Transcendence and immanence are not separable in the Hebraic faith. The very One who is beyond the finite and human is intimately manifested and warmly knowable within the human sphere. It is a common misjudgment to take only one side of the transcendence/immanence dialectic, which is to miss the chief interfacing point: it is precisely the holy God who is with us, the transcendent God who is immanent, indwelling in the world (Athanasius, Incarnation of the Word, NPNF 2 V, pp. 36 ff.; Tho. Aq., That God Knows Lowly Things, SCG I.70, I, pp. 231 ff.).

The relationship between transcendence and immanence is perfectly captured in Psalm 138:6: “Though the LORD is on high, He attends to the lowly” (cf. Isa. 57:15). Transcendence does not mean that God is uninterested in our needs or aloof from our pain; rather, that the near and personal God is able to meet our needs and help us in our pain. The thought of a less than fully transcendent God, or a God who is affected by the created world, is cheap comfort. God is not like us, and that is good news.

Transcendence does not mean that God is uninterested in our needs or aloof from our pain; rather, that the near and personal God is able to meet our needs and help us in our pain.

God is transcendent and immanent; absolute and personal. He is further from us than the fiery sun and nearer to us than its warm rays glowing against our faces. C. S. Lewis puts it well: “God is both further from us, and nearer to us, than any other being.”

Gazing on the Beauty of God’s Transcendence

In light of the beauty of God’s transcendence, how should we respond?

Worship the Holy One of Israel. Our principal response in the presence of beauty, especially the beauty of the grandeur of Mount Everest or Niagara Falls, is not to say, “What can I do with it?” Rather, “Wow!” Tourists gaze with delight and reverence at the foot of Westminster Abbey or the cathedral of Notre-Dame. How much longer and more intently should we look upon the beauty of the all-transcendent God? This was David’s supreme desire: “One thing have I asked of the LORD, that will I seek after: that I may dwell in the house of the LORD all the days of my life, to gaze upon the beauty of the LORD and to inquire in his temple” (Ps. 27:4). God is seeking such people to worship him (Jn. 4:24).

Stand in wonder of his immanence. If a good and mighty king comes down from his mountain castle to live in an unknown hamlet, the villagers cannot stop spreading the news that the king is here, among us, with us. This is precisely because they have first understood who he is: the high and exalted one from up there. Their knowledge of his transcendence heightens their experience of his immanence. It would be much more dangerous for the villagers if they spoke only of his immanence and, after a few years, all but forgot his transcendence. Then, they would be likely to abuse the privilege of the king’s presence and risk offending him to their peril.

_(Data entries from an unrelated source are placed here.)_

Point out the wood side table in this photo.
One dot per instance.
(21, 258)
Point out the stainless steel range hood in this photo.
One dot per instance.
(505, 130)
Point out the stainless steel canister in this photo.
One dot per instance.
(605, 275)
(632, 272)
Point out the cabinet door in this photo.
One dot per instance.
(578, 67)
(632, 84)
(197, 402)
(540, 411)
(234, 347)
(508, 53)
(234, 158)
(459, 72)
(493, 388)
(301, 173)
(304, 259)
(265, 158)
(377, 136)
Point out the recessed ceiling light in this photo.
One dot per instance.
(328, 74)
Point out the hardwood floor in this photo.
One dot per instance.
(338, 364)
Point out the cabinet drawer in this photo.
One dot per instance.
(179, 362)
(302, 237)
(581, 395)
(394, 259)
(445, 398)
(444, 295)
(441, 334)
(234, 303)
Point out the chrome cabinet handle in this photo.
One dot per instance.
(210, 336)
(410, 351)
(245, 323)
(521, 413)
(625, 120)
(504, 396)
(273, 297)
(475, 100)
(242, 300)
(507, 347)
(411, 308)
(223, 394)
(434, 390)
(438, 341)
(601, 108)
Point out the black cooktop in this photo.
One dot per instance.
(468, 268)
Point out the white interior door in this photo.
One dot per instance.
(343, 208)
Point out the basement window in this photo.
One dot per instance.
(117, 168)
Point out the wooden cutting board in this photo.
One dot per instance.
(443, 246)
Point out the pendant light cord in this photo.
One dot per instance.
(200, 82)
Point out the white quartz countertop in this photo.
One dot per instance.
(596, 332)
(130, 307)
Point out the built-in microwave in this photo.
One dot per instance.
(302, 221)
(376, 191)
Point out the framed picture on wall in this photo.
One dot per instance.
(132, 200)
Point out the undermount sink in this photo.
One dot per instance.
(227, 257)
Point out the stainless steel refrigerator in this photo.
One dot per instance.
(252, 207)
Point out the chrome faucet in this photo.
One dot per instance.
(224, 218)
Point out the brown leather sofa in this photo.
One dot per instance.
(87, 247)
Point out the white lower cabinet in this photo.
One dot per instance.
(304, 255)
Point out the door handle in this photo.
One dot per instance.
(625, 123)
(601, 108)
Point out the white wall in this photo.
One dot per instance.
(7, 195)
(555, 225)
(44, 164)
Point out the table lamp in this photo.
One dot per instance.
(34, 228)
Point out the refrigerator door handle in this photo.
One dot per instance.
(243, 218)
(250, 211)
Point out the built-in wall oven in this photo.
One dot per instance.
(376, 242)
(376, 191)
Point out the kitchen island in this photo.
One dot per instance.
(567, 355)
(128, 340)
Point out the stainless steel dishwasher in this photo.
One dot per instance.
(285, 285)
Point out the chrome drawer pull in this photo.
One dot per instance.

Christ is the king who came down from the high castle. This was God’s plan from the beginning: to dwell among his people. His presence came down to walk in the garden; his glory descended to fill the tabernacle; and his fullness arrived in human likeness to touch his creatures. God above us is also God with us, and most profoundly so in the person of Jesus. In the face of Jesus, we see the glory of God. This is reason to “rejoice with trembling” (Ps. 2:11). Delores Dufner captures the mystery of our confession:

Dawn of all the living,
What is and what shall be,
O Light and Flame of loving,
Transcendent Mystery:
You dwell where none can follow,
In worlds beyond our own,
Yet all who seek may find you
In flesh and blood and bone.

Trust his ways. God’s transcendence means that his ways of acting in the created world are more complex than we can imagine. This is the lesson of Job 38–41. The ways of the Lord are not merely better than our ways, they utterly transcend them: “For my thoughts are not your thoughts, neither are your ways my ways, declares the Lord. For as the heavens are higher than the earth, so are my ways higher than your ways and my thoughts than your thoughts” (Isa. 55:8–9). Since God cannot be figured out, it remains for us to cry out:

Oh, the depth of the riches and wisdom and knowledge of God! How unsearchable are his judgments and how inscrutable his ways! “For who has known the mind of the Lord, or who has been his counselor?” “Or who has given a gift to him that he might be repaid?” For from him and through him and to him are all things. To him be glory forever. Amen. (Rom. 11:33–36)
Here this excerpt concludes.